In Deutschland wurde Patrice Chéreau vor allem mit seiner "Ring"-Inszenierung bei den Bayreuther Festpielen 1976 bekannt

(Foto: Getty Images)

Er war einer der ganz Großen in der Welt von Kino und Theater - auch über die Grenzen seiner französischen Heimat hinaus. Am Montag ist Patrice Chéreau mit 68 Jahren gestorben. Frankreichs Präsident Hollande teilt mit, die Welt der Kultur befinde sich "in Trauer".

Patrice Chéreau, einer der renommiertesten Theater-, Opern- und Filmregisseure Europas, ist tot. Er starb am Montag im Alter von 68 Jahren in Paris an den Folgen einer Lungenkrebserkrankung, wie die Zeitung Le Monde am Montagabend unter Berufung auf Familienangehörige und danach weitere französische Medien berichteten.
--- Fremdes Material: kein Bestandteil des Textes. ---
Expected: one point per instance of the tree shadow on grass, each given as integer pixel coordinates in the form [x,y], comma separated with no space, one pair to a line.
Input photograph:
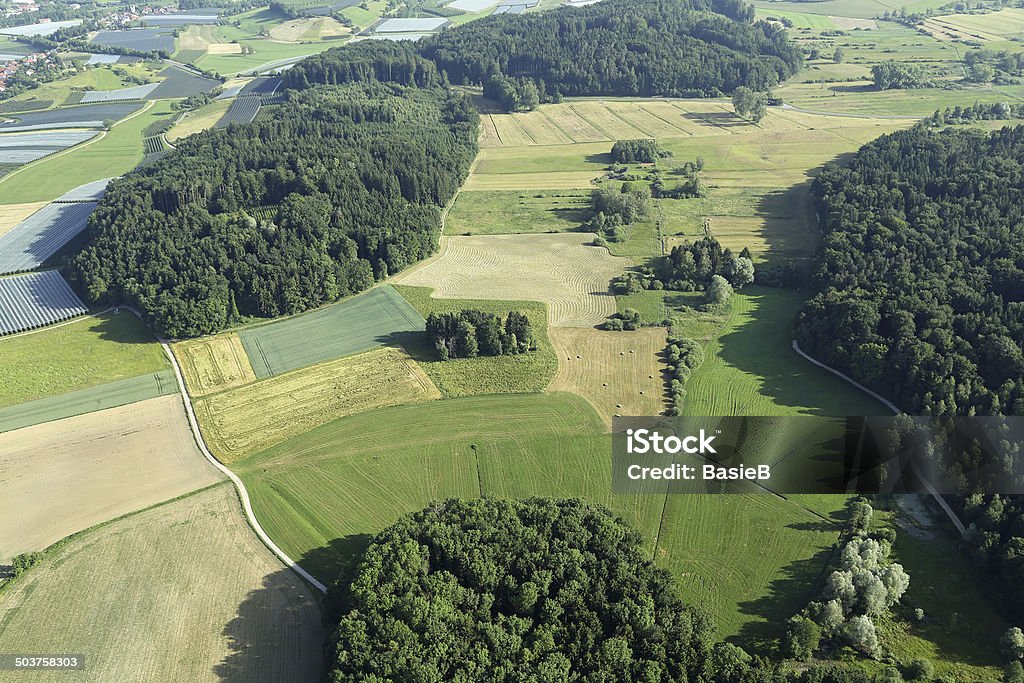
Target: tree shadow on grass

Noch im Juli hatte seine Neuinszenierung der Elektra von Richard Strauss beim Festival im südfranzösischen Aix-en-Provence stürmischen Beifall bekommen. Legendär ist sein Ring für die Wagner-Festspiele in Bayreuth von 1976.

"Seine Vitalität war bis zum Schluss außerordentlich", sagte die Ko-Chefin seiner Künstleragentur Artmedia, Elisabeth Tanner. Der Regisseur Olivier Py, einstiger Leiter des Odeon-Theaters in Paris, beteuerte seine "ungeheure Traurigkeit" über den Tod des Kollegen. Chéreau sei vor allem von einer "enormen Feinfühligkeit" geprägt gewesen. "Ich habe auch seine Filme sehr geliebt", sagte Py.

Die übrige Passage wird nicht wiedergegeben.